Ask HN: Most efficient way to fine-tune an LLM in 2024?

[+] dhouston|2 years ago|reply

Qlora + axolotl + good foundation model (llama/mistral/etc, usually instruction fine tuned) + runpod works great.

A single A100 or H100 with 80GB VRAM can fine tune 70B open models (and obviously scaling out to many nodes/GPUs is faster, or can use much cheaper GPUs for fine tuning smaller models.)

The localllama Reddit sub at https://www.reddit.com/r/LocalLLaMA/ is also an awesome community for the GPU poor :)

[+] alfor|1 year ago|reply

Can consumer systems like the rtx3090 or 4X rtx3090 achieve something?

Have you seen benchmarks

[+] holomorphiclabs|2 years ago|reply

Thank you! and yes huge fan of r/localllama :)

[+] gardnr|2 years ago|reply

You probably want to build a retrial augmented generation pipeline.

If you do end up wanting to fine tune then use qlora with axolotl or unsloth to prove your hypothesis on a smaller model and then evaluate if you want the marginal gains you get from full precision training.

After you fine tune it with 100m token dataset, use DPO to polish it off. You need to create a DPO dataset for that but it can be relatively small to get some great gains.

After that, look at applying grammars during inference if you are expecting structured results like json.

You should be able to run the experiments on 4090s from vast.ai or runpod or similar service.

It can cost less than $100 depending on your requirements.

[+] kawin|1 year ago|reply

This is great advice!

I'd like to add that if you don't have pairwise preference data (A > B) but do have binary data (A is good for x_1, B is good for x_2, etc.), then Kahneman-Tversky Optimization (KTO) might be a better fit. Despite learning with a weaker signal, it works as well or better than dpo in practice.

[+] objektif|2 years ago|reply

Do you have any tutorials do achieve all this?
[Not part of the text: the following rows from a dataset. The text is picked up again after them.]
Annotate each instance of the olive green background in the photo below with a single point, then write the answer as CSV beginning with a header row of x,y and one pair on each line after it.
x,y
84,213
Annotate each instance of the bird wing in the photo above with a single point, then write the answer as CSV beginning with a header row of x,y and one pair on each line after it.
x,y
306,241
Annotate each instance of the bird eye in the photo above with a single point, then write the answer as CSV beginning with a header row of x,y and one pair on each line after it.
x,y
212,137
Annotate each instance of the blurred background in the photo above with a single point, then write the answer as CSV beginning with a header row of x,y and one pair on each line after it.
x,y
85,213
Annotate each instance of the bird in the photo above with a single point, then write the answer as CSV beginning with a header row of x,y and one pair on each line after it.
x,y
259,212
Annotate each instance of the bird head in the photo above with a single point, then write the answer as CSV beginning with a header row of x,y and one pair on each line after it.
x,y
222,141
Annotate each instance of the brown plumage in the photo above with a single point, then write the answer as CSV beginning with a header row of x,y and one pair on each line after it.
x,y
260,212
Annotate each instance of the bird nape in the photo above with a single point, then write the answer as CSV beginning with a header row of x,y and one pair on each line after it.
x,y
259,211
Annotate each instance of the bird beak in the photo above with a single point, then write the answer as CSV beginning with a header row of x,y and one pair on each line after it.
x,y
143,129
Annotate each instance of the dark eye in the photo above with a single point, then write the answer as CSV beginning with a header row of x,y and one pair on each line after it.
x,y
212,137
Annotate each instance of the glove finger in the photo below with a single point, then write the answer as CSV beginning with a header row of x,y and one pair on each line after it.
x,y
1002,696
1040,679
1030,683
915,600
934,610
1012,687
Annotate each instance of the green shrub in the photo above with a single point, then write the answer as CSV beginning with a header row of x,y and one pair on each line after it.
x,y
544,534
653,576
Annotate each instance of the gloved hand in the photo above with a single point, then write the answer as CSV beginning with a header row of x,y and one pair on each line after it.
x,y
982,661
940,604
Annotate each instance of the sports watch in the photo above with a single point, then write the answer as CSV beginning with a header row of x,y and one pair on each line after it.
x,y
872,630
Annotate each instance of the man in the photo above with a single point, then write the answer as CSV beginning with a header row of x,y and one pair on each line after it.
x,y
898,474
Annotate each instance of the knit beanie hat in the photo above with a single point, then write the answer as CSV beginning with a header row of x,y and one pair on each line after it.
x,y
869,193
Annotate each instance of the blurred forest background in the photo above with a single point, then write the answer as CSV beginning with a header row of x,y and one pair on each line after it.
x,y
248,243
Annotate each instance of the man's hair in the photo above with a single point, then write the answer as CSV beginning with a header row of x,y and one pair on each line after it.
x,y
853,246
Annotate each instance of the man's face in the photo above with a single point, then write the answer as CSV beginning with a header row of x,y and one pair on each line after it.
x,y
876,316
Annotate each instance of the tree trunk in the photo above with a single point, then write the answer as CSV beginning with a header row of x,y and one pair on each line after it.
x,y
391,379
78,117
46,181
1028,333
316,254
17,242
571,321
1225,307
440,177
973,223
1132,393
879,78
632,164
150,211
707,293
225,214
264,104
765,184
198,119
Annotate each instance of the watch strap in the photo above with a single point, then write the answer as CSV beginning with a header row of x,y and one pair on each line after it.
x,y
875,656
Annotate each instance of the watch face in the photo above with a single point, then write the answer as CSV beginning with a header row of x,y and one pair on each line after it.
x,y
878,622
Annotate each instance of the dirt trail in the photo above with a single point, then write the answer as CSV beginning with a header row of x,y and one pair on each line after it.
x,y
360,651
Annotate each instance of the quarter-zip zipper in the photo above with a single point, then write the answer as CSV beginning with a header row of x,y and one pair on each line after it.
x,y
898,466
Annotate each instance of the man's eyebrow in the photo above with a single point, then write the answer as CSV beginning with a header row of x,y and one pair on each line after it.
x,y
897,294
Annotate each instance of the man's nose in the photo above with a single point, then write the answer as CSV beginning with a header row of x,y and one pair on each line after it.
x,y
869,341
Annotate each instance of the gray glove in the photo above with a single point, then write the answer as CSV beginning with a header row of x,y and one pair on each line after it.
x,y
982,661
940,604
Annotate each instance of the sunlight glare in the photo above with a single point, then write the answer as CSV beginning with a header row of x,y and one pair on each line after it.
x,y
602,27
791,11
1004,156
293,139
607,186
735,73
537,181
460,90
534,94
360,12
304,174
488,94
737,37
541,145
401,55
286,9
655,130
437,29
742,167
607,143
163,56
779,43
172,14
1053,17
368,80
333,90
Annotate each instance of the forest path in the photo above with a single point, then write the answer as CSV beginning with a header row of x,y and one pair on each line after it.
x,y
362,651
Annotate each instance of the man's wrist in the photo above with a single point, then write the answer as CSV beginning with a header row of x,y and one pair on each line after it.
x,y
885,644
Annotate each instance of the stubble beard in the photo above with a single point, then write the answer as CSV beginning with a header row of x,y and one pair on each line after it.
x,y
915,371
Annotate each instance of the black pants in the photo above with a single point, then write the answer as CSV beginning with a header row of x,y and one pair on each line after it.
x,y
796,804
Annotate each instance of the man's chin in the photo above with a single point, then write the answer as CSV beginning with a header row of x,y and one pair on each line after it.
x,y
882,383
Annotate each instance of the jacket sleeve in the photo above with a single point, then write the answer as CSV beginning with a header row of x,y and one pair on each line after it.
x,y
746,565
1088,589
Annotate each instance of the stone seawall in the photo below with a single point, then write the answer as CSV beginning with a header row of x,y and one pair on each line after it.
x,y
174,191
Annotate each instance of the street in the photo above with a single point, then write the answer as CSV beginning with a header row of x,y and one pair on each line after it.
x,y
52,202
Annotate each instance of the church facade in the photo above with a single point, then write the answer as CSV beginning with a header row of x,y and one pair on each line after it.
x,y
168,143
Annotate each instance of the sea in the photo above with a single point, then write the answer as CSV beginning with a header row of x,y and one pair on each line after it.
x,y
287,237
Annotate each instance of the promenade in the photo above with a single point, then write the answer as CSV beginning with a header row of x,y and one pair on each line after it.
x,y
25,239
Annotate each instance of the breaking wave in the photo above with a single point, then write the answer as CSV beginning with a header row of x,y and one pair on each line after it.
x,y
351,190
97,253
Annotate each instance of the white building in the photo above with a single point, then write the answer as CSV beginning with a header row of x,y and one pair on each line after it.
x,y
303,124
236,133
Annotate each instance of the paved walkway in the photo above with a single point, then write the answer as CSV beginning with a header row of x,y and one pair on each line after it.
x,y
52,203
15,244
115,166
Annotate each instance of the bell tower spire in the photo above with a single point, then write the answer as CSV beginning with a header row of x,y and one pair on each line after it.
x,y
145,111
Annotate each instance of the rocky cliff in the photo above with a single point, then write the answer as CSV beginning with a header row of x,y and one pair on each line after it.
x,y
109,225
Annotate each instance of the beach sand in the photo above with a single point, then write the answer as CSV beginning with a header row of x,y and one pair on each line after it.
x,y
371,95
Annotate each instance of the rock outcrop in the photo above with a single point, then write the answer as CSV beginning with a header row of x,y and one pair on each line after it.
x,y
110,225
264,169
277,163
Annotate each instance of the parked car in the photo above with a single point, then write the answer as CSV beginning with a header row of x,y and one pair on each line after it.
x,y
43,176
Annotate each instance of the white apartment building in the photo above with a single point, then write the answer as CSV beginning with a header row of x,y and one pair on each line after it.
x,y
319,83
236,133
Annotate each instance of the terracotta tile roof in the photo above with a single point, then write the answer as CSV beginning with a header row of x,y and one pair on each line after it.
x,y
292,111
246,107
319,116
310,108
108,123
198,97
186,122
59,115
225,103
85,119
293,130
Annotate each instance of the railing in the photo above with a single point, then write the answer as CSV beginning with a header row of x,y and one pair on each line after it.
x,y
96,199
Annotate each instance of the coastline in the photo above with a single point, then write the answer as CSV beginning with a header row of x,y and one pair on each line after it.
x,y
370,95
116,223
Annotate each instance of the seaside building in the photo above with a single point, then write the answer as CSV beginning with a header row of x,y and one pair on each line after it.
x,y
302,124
Thanks.

[+] dosshell|2 years ago|reply

I know this is maybe not the answer you want, but if you are just interested in getting the job done there exist companies that are experts on this, for example:

https://fortune.com/2024/03/11/adaptive-startup-funding-falc...

[+] uptownfunk|2 years ago|reply

Also interested in this. Does this task really require such specialized knowledge?

[+] luke-stanley|2 years ago|reply

For my ChillTranslator project I spent maybe a few dollars fine-tuning Phi 2, to generate less spicy variations of inflammatory Hacker News comments with very little data to see how well it worked (especially compared to your 100M tokens). I'll improve it when I have time. I mostly followed the Brev fine-tune tutorial but I wanted to have a 2 GB file GGUF quantised model I could run on any device with a specific JSON grammar. It uses Transformers PEFT and QLoRA. I didn't try Axolotl yet, or OpenPipe but I hope to. Actual compute time is probably much less than I spent, I wasted time dealing with drivers, trying to figure out how to merge the finetuned weights, serialise to old fashioned Pickle, not safe-tensors, and how to convert to GGUF, quantise it and rsync it.

[+] danielhanchen|1 year ago|reply

A bit late, but Unsloth makes LoRA / QLoRA finetuning 2x faster and reduces VRAM by 80% with 0% degradation in accuracy! (no approximations are done!)

Mistral 7b is 2x faster than HuggingFace + Flash Attention 2. Gemma 7b is 2.4x faster than HF + FA2.

Check out https://github.com/unslothai/unsloth for full benchmarks!

[+] jasonjmcghee|2 years ago|reply

The approach I see used is axolotl with QLoRA using cloud GPUs which can be quite cheap.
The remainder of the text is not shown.